Author: Ye Hu

Editor: Zhao Yifan

Before the speech

When training model, we first have to deal with is the load of training data and pretreatment, here has called the process for the input line (input pipelines, or input pipe, [reference: www.tensorflow.org/performance…

  1. Extract: To read data from a storage medium, such as a hard disk, either locally or remotely (such as in a distributed storage system, HDFS)

  2. Transform: Use CPU processor to parse and preprocess extracted data, such as image decompression, data amplification or transformation, and then do random shuffle and form Batch.

  3. Load: Preprocessed data is loaded into an acceleration device (such as a GPUs) to perform training of the model.

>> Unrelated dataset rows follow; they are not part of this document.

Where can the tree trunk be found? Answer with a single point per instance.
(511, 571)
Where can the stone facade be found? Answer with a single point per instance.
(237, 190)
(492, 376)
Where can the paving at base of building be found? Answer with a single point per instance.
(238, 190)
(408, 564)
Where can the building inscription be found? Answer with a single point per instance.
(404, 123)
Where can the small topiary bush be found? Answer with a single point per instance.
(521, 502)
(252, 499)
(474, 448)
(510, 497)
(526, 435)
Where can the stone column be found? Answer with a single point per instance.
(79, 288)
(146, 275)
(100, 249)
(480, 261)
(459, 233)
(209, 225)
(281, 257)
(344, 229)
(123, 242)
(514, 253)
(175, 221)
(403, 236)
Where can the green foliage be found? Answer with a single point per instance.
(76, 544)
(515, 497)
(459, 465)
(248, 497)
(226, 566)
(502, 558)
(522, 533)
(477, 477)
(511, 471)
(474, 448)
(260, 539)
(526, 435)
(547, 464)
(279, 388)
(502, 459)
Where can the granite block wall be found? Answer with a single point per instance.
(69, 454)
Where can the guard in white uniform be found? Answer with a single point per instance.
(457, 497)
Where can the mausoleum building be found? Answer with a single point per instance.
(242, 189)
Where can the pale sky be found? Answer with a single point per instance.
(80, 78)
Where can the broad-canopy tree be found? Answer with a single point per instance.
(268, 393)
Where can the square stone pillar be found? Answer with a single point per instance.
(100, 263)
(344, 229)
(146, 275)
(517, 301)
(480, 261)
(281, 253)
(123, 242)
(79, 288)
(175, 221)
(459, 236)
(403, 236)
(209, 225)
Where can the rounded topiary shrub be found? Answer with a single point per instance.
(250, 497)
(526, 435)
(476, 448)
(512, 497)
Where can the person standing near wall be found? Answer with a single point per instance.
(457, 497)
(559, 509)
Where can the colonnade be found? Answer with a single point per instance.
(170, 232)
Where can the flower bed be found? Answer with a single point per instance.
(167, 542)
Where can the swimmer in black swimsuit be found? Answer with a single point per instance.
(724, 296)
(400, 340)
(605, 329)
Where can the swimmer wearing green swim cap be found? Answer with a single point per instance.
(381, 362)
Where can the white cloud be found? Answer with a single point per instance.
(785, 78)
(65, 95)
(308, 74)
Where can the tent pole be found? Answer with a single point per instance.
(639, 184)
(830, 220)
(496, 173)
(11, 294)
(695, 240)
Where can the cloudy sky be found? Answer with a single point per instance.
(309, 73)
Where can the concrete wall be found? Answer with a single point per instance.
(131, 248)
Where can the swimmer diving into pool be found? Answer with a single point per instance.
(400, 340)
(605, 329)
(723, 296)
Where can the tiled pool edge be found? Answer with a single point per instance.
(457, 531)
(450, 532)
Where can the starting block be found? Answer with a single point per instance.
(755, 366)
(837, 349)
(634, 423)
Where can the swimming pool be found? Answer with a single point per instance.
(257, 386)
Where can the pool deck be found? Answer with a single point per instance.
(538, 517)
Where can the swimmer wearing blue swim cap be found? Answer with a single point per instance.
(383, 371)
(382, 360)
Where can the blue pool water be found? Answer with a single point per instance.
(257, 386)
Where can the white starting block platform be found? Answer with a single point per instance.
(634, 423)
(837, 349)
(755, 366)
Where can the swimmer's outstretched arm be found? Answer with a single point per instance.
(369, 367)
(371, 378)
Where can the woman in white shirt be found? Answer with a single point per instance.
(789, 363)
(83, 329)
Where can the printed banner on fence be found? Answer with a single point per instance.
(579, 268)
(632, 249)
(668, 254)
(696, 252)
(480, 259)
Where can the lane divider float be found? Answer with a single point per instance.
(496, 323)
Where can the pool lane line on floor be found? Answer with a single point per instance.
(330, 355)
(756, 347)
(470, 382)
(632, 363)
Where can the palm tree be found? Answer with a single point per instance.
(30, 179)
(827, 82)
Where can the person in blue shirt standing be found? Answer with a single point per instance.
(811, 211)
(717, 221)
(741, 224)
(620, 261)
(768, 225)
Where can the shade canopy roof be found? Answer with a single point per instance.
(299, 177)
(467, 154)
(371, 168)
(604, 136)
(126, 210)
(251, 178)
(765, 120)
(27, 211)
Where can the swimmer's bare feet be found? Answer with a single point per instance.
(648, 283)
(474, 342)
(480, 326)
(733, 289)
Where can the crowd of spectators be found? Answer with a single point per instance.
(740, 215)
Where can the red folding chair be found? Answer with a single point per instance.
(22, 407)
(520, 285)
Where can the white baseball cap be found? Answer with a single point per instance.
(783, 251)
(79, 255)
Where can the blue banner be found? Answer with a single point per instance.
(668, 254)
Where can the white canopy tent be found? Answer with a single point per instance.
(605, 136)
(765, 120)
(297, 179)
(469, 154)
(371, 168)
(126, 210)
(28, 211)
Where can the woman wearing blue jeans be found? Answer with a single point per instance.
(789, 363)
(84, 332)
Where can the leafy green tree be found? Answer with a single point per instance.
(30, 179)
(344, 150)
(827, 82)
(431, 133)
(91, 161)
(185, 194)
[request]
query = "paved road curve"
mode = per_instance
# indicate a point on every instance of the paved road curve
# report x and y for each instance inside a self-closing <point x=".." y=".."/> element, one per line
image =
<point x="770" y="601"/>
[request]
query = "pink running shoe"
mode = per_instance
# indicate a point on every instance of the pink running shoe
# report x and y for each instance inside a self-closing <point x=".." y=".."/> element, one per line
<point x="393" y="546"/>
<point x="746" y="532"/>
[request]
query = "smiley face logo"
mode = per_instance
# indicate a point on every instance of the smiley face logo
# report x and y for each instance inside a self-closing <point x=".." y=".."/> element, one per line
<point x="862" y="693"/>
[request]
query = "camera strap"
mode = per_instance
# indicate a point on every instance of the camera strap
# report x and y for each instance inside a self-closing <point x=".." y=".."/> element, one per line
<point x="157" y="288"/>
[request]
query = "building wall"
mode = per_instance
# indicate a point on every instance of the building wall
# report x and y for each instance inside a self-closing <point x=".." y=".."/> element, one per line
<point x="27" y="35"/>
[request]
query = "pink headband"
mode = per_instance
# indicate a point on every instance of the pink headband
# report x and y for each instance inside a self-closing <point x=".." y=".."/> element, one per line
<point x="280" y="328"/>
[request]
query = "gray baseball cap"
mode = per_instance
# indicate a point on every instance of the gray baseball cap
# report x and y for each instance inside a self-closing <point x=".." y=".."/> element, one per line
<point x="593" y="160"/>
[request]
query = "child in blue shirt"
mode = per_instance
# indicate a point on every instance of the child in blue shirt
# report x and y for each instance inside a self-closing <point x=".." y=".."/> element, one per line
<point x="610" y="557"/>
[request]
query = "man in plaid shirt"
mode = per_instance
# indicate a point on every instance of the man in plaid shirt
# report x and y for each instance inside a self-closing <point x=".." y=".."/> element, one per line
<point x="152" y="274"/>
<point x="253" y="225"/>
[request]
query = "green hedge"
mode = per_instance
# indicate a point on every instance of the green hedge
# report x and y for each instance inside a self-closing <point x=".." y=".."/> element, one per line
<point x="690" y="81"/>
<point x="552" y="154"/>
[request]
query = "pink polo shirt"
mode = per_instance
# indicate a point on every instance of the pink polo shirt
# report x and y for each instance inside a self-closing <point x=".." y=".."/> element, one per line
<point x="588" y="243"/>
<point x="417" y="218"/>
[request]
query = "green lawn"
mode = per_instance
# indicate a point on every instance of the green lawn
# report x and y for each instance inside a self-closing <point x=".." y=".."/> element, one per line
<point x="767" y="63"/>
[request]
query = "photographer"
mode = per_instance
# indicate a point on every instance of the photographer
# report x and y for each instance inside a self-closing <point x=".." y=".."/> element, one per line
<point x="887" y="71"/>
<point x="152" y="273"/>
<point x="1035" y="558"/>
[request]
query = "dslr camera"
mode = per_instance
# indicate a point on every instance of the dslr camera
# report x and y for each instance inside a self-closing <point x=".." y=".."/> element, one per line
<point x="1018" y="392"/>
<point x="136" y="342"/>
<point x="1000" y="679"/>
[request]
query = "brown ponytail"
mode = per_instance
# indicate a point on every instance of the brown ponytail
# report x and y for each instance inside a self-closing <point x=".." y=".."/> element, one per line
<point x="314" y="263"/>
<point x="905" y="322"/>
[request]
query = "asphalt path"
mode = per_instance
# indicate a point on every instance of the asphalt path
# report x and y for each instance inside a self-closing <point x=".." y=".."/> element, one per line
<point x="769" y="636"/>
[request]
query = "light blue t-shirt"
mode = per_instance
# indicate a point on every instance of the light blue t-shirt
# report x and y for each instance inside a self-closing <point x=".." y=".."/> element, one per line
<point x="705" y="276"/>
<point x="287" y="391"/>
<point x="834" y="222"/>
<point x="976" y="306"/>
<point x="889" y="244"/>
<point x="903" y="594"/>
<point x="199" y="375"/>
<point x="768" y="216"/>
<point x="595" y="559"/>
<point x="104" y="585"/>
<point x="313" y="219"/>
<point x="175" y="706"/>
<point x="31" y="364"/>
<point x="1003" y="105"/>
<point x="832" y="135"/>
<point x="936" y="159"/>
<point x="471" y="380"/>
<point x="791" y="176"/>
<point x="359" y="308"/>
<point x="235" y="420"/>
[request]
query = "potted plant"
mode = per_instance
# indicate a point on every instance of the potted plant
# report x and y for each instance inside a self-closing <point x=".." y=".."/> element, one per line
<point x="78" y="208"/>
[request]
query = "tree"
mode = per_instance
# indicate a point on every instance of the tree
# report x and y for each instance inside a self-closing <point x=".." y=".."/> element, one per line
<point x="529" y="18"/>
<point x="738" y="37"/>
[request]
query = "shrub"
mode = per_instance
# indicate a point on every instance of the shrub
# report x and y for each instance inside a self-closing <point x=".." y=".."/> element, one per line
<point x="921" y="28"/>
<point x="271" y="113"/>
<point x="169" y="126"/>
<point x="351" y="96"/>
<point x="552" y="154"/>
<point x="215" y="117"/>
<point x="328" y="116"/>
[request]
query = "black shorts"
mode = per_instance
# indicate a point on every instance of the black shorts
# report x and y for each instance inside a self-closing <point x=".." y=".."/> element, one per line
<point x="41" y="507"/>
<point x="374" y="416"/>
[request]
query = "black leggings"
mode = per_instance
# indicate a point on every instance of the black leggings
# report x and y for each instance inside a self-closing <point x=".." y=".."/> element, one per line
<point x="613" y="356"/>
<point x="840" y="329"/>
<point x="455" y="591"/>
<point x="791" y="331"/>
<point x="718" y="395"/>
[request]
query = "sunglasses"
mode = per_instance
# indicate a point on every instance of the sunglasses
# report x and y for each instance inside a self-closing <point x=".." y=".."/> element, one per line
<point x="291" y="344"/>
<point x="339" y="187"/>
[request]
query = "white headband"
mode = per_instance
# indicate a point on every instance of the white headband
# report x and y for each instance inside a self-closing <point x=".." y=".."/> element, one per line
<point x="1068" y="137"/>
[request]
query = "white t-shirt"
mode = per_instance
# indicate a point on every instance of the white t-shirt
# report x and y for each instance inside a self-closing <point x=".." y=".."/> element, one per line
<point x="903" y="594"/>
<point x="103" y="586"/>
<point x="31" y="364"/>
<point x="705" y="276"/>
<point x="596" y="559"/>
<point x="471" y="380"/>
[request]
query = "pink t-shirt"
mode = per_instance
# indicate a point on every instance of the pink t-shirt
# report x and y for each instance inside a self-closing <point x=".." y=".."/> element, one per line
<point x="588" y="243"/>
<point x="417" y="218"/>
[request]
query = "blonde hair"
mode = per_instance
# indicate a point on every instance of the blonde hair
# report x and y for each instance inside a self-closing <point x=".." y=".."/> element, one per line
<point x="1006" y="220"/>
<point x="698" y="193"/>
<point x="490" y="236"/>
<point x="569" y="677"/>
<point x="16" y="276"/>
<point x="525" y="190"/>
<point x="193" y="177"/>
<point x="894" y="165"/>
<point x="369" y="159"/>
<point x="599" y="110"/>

The input pipeline is very important to speed up model training. If your CPU’s data processing ability can’t keep up with the GPU’s processing speed, then the CPU’s pre-processing of data will become the bottleneck of training model. In addition, the input pipeline itself has a lot of optimization. For example, in a typical model training process, the GPU is idle when the CPU preprocesses data, and the CPU is idle when the GPU trains the model, as shown below:

The time spent in such a training step is the sum of CPU preprocessing data and GPU training model time. Obviously, there is a waste of resources in this process. An improved method is to cross the two processes of CPU data processing and GPU model training. When GPU is in the first training phase, the CPU is preparing the data required for step N+1, as shown in the figure below:

Obviously, the above design can make full use of CPU and GPU, thus reducing idle resources. In addition, when there are multiple CPU cores, the parallelization technology of CPU (multithreading) is involved to speed up the data preprocessing process, because the preprocessing process of each training sample is often independent of each other. Can refer to optimization of input flow line TensorFlow website of Pipeline Performance Guide (www.tensorflow.org/performance…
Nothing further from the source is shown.